|
Yollarda mola vermek: Bir değişim hikayesi

Yol düşleri kadar yolculuk hikayeleri başlı başına bir maceradır, sadece kendi maceramız değil memleketin, insanların macerası... Siyasetten kültüre, gelenekten iktisada uzanana geniş yelpazenin tüm renkleri sergilenir yollarda. Her birimizin yol hikayeleri de bu yelpazede kendi rengini yansıtır.



Yolların kalitesi gibi yolculuğa özgü zorluklar, teknolojik gelişmeye göre seyahat yaptığımız araçların çeşidi, hızı konforu, güvenliği de

yol zamanları

içinde değişir.



Herhalde en az değişenler hala demiryolları. Her ne kadar buharlı trenlerden hızlı trenlere geçiş yapılmış olsa da demiryollarının memlekete girişinden bu yana en yavaş ama istikrarlı gelişen demir ağlar oldu. Zaten Osmanlı'dan kalan demiryollarına Cumhuriyet'in ilk yıllarında yapılan katkıdan sonra aynı alt yapı devam etti. Hızları belli seviyede trenler, hemen hiç değişmeyen istasyon binaları…

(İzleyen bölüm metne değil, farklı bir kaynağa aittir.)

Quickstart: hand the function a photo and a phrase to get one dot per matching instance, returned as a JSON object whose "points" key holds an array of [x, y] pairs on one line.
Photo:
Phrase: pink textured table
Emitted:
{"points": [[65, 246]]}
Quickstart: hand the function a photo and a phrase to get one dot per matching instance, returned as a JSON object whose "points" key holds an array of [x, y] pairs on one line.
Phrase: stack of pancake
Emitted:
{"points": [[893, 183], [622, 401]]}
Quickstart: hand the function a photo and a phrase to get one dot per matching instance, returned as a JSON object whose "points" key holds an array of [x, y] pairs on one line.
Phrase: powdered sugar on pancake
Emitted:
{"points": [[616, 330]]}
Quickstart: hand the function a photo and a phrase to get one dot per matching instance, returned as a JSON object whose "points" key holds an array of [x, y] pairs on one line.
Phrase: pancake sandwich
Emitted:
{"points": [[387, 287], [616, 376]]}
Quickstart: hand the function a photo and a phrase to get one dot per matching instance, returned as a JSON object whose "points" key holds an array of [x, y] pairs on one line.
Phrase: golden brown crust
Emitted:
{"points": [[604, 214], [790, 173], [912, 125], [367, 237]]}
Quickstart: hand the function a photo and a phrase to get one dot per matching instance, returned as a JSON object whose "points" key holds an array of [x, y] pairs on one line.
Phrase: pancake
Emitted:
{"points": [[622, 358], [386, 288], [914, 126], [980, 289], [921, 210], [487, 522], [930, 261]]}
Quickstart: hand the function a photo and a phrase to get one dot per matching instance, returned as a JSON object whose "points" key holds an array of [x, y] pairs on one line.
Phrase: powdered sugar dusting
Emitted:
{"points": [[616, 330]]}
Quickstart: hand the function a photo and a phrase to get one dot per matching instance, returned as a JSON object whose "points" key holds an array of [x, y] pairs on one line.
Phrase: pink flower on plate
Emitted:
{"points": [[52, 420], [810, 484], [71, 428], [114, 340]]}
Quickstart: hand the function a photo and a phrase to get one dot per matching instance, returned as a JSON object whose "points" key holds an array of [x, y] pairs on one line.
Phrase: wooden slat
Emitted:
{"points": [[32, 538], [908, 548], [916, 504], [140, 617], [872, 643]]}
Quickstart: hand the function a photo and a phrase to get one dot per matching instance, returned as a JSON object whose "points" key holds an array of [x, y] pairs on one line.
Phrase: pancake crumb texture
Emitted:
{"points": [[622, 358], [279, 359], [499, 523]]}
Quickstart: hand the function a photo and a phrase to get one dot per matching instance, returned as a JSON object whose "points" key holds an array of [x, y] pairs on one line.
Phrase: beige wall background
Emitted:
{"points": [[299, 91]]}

En hızlı değişim karayolu taşımacılığında. Biraz memleketin dışa bağımlılık hikayesinin de önemli bir göstergesidir demiryolu yerine ısrarla karayollarının tercih edilmesi, yamalı asfalt yollardan otobanlara geçiş, her yıl değişen, yenilenen otobüs modellerine bakarak ülke ekonomisindeki eğilimleri okuyabilirsiniz. Her şeye rağmen hep son model otobüsler doğudan batıya, kuzeyden güneye aktı durdu. Yamalı asfaltlar yerine otobanla tanıştı yolcular. Duble yollar aynı standardı yakalamasa da en azından güvenlik açısından önemli aşama sayılır. Artık uzun memleket yollarında bir kamyonun arkasına takılıp sollayabileceğiniz uygun ana kadar sürüklenmenize gerek yok. Zaten otomobil fiyatları herkesin alabileceği düzeye çekildiğinden beri yollar da ona göre düzenlendi. Ama demiryolları hala aynı ağır ritminde “kara tren" türkülerine eşlik eder gibi devam ediyor.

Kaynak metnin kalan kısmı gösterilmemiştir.